The textile shop A. and R. Amschelberger, which gives the abbreviation ARA for the former department store, started to build it in 1930. On January 5th, 1931, the building burned for two and a half hours. However, due to the steel structure, it withstood the flames. It was decided to install a Springer fire protection system immediately afterwards. The building was then opened in 1932. Another fire in 1961 was quickly brought under control thanks to the Springer system and the steel frame construction.
The architect Milan Babuška developed the plans for this house in 1927/28. In socialism the house was used as a department store (Obchodní dům) Perla.

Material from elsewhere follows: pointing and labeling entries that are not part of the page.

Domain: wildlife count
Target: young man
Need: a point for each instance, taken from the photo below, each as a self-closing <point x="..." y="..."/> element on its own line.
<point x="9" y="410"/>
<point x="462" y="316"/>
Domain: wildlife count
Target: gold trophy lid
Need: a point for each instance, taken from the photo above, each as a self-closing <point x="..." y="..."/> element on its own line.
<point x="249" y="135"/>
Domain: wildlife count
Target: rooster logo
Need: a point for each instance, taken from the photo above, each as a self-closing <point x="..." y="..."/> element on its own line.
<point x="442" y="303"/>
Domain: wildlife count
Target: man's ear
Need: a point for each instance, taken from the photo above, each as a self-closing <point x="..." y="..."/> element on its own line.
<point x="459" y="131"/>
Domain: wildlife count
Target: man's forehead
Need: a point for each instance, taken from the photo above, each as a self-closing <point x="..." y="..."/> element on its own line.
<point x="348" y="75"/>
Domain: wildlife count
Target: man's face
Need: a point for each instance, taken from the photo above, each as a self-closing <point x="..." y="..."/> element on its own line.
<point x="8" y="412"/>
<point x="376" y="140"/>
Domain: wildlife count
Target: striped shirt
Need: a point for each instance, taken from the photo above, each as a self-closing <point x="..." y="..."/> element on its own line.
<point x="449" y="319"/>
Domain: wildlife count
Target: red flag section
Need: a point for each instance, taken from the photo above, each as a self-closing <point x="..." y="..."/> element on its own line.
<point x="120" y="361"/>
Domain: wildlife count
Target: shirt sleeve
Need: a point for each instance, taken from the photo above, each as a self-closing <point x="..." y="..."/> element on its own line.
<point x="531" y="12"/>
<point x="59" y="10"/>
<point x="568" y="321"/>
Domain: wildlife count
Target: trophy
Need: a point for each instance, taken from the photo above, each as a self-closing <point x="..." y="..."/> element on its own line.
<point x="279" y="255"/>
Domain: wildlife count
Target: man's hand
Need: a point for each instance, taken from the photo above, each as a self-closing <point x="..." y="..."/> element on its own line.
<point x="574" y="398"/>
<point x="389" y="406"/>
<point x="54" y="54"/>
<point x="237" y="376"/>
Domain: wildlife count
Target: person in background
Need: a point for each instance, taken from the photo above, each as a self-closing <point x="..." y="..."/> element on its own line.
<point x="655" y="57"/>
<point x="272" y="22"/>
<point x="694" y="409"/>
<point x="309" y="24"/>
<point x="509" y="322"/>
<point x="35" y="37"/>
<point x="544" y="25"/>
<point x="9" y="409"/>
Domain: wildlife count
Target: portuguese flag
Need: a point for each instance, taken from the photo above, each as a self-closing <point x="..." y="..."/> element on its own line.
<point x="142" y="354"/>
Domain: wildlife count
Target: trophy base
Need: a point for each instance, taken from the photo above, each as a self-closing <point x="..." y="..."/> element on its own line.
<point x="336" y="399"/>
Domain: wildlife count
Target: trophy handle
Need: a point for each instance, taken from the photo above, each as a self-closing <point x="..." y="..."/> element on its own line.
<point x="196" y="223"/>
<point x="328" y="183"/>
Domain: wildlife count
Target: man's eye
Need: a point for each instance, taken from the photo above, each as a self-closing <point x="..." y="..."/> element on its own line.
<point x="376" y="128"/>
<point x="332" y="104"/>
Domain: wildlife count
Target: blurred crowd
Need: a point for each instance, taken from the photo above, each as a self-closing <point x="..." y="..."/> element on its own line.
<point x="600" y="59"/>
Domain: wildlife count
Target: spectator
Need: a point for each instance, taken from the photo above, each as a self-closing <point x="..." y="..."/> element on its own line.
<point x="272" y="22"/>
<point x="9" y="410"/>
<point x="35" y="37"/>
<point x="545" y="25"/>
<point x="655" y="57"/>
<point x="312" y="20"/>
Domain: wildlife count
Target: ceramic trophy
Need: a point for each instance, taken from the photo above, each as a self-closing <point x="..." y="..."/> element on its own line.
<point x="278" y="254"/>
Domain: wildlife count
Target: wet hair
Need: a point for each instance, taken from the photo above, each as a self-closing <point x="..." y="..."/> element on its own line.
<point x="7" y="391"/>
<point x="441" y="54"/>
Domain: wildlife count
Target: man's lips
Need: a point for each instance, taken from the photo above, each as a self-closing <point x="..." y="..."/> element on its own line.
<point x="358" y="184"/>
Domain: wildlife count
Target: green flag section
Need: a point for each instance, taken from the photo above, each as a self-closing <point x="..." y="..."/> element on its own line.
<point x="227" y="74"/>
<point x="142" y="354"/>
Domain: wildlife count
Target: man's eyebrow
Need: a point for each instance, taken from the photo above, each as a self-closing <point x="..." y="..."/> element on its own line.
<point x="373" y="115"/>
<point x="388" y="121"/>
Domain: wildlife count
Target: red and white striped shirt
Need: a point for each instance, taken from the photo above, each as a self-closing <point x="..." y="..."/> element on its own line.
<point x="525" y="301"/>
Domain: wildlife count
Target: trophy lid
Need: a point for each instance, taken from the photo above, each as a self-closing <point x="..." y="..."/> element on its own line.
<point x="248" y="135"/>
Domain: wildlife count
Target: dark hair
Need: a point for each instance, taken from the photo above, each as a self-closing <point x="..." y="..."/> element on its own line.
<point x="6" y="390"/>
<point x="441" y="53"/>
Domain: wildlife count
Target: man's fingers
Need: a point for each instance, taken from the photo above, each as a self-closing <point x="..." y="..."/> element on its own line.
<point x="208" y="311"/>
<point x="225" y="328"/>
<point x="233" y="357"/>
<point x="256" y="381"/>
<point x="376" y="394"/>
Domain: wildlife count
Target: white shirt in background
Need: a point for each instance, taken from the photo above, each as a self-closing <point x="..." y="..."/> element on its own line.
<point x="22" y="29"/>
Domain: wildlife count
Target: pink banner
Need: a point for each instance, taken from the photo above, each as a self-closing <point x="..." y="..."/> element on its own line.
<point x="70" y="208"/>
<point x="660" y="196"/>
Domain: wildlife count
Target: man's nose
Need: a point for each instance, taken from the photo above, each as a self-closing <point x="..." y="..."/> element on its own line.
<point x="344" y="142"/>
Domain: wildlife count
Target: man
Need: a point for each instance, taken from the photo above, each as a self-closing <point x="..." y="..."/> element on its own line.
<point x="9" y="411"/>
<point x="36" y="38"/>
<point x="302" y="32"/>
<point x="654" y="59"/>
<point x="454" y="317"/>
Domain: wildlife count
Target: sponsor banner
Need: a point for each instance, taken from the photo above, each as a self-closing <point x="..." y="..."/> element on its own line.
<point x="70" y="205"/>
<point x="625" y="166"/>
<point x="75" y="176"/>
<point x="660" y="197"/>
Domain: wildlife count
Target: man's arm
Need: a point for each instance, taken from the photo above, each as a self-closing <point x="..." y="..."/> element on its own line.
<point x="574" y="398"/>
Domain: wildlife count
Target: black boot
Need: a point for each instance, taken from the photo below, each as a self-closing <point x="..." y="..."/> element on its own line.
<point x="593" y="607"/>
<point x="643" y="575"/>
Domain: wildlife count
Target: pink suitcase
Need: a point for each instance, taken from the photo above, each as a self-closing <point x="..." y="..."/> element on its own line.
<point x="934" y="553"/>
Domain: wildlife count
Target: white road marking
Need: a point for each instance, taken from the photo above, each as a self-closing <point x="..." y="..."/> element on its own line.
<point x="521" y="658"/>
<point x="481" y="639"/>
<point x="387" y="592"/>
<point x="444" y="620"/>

In 2014 the Austrian real estate company ECE took over the house. It was then extensively modernized. The neon lights on the house are particularly noticeable in the evening. The Czech National Heritage Institute NPÚ did not allow cost-saving LEDs, but this also gives the house its original charm at night. The lettering ARA was also added again at the highest point of the house. With the lighting effect, but also the architecture itself, Prague regains one of its magnificent interwar houses. It reminds in details of plans by Bruno Taut, who set highlights in the cityscape with his ideas of a city crown, albeit with a different conceptual and philosophical concept.